El síndrome de QT largo es una enfermedad poco frecuente de origen genético, con una prevalencia documentada de 1 por cada 2000 nacidos vivos, aunque probablemente sea mayor porque hay personas con genotipo positivo y fenotipo negativo. Se caracteriza por prolongación del intervalo QT en el electrocardiograma (ECG) en reposo y por una predisposición a arritmias potencialmente mortales, que aparecen sobre todo con estrés físico o emocional. Su relevancia clínica es máxima porque, con demasiada frecuencia, la muerte súbita es la primera manifestación, y entonces ya no hay margen para corregir errores diagnósticos o terapéuticos.
Mensajes clave
- Medir y contextualizar el QTc salva vidas: además de la cifra, los patrones de repolarización (ondas T melladas, bifásicas o alternancia de la onda T) orientan el diagnóstico y el riesgo.
- Los genes principales explican la mayoría de casos: KCNQ1 (LQT1, ~50%), KCNH2 (LQT2, ~40%) y SCN5A (LQT3, ~10%), con mecanismos iónicos distintos y desencadenantes característicos.
- Un QTc >500 msec ayuda a discriminar pacientes con riesgo arrítmico moderado o alto.
- Las terapias actuales son muy eficaces: betabloqueantes, denervación simpática cardiaca izquierda y mexiletina reducen eventos y limitan el uso de desfibrilador automático implantable (DAI) a una minoría.
- Reevaluación anual: el riesgo arrítmico cambia con el tiempo y requiere optimización periódica del tratamiento.
Base genética y su impacto clínico
Las variantes patogénicas en KCNQ1 y KCNH2 reducen corrientes de potasio de repolarización (IKs e IKr), prolongan el QT y favorecen arritmias. Durante la activación adrenérgica (p. ej., ejercicio), la corriente IKs adquiere un papel predominante; si el QT no acorta adecuadamente con el aumento de frecuencia cardiaca, puede desencadenarse fibrilación ventricular. En SCN5A, variantes con ganancia de función prolongan la repolarización y causan LQT3.
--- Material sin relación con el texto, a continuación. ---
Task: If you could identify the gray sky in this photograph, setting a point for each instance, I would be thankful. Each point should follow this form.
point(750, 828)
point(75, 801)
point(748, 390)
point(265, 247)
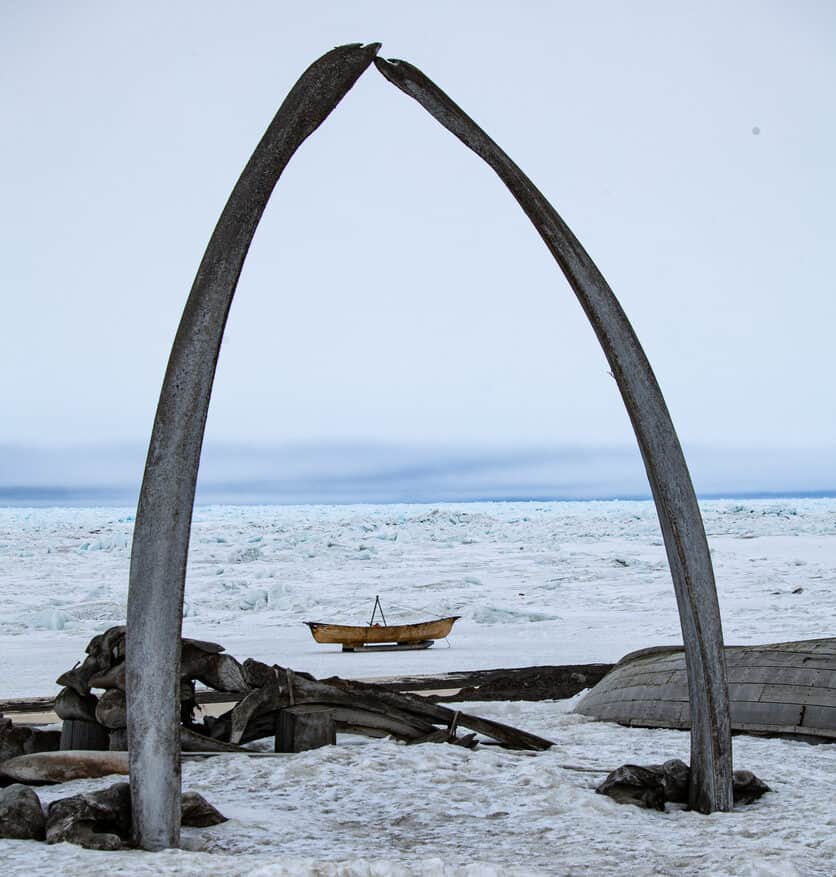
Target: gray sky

Existen formas menos comunes con rasgos extracardiacos relevantes para la sospecha: variantes en CACNA1C se asocian a un fenotipo tipo Timothy con alteraciones esqueléticas y del neurodesarrollo. Variantes en CALM1, CALM2 y CALM3 (calmodulina) pueden causar calmodulinopatías con arritmias graves y otros hallazgos; estas variantes alteran la inactivación del canal de calcio y prolongan el QT.
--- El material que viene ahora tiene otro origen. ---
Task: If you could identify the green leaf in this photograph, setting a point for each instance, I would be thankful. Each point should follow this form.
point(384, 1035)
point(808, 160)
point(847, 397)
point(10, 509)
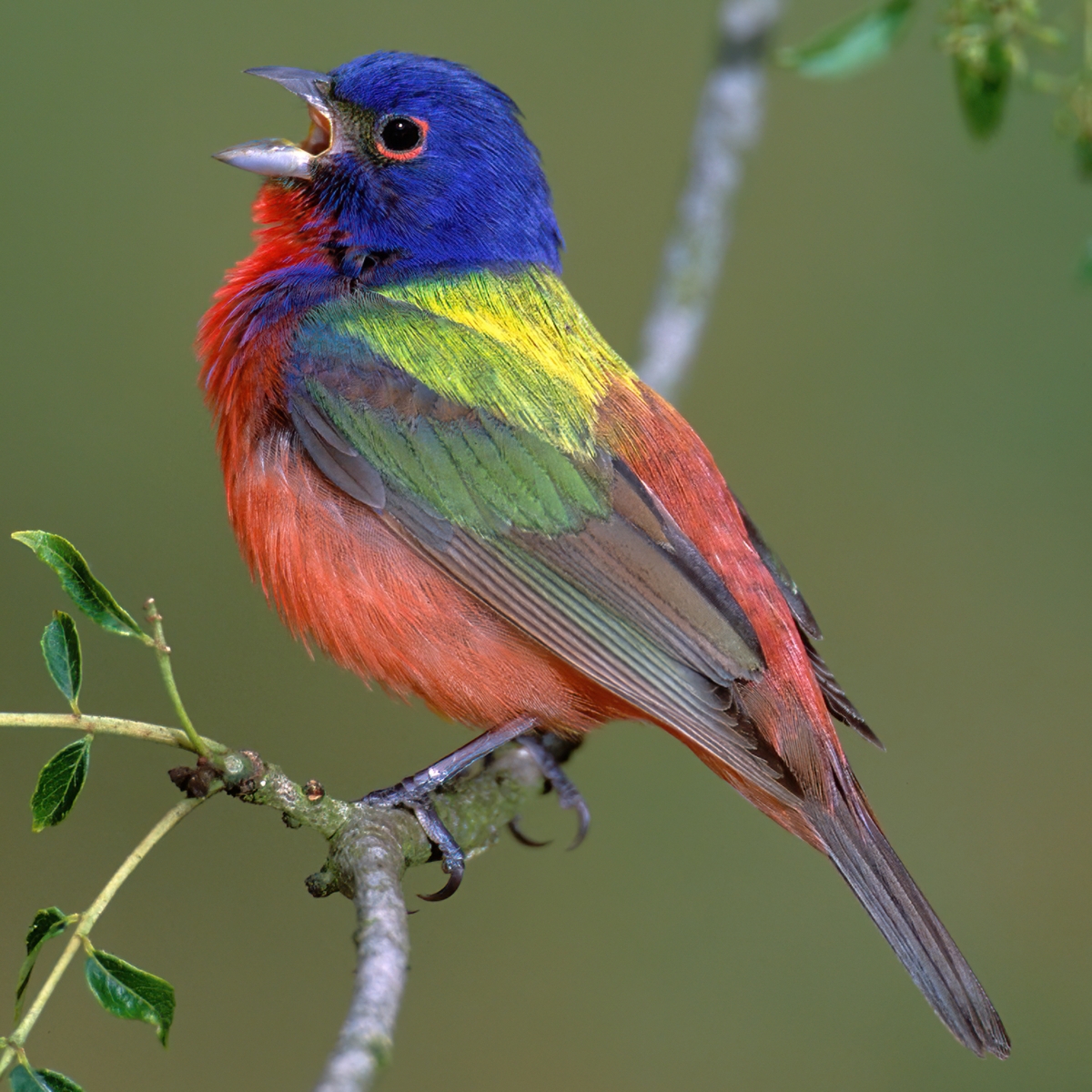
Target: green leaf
point(59, 784)
point(130, 993)
point(1084, 148)
point(76, 579)
point(851, 46)
point(983, 88)
point(60, 645)
point(41, 1080)
point(47, 924)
En la práctica, los informes genéticos pueden incluir variantes de significado incierto, que se reclasifican con el tiempo en función de la solidez del fenotipo, la cosegregación familiar o estudios funcionales. Aunque el síndrome suele ser monogénico, variantes comunes (modificadoras) pueden modular el riesgo arrítmico y contribuir a una estratificación más fina, especialmente en pacientes con genotipo negativo.
Presentación clínica y diagnóstico
El diagnóstico descansa en dos pilares: hallazgos en el ECG y eventos arrítmicos. Además de un QTc prolongado, son frecuentes cambios llamativos en la repolarización (por ejemplo, ondas T bifásicas o melladas) que deben despertar sospecha incluso antes de medir. La reconocimiento de patrones es especialmente útil, aunque no sustituye el estudio genético.
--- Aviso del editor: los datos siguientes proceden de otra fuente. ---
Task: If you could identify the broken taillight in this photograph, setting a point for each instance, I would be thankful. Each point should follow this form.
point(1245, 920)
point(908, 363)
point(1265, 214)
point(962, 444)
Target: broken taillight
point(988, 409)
Cómo medir e interpretar el QTc
Los límites superiores habituales del QTc (corrección por Bazett) son 440 msec en varones y 460 msec en mujeres. El QT debe medirse desde la onda Q hasta el retorno de la onda T a la línea de base. El método de la tangente, aunque rápido, puede infraestimar la duración real de la repolarización; para valorar el riesgo arrítmico, importa el QT más largo. Un QTc >500 msec orienta a riesgo moderado o alto. Las muescas en la onda T se asocian a mayor riesgo (en relación con posdespolarizaciones precoces) y son especialmente frecuentes en LQT2. La alternancia de la onda T es un signo prefibrilatorio y un marcador de gran inestabilidad eléctrica.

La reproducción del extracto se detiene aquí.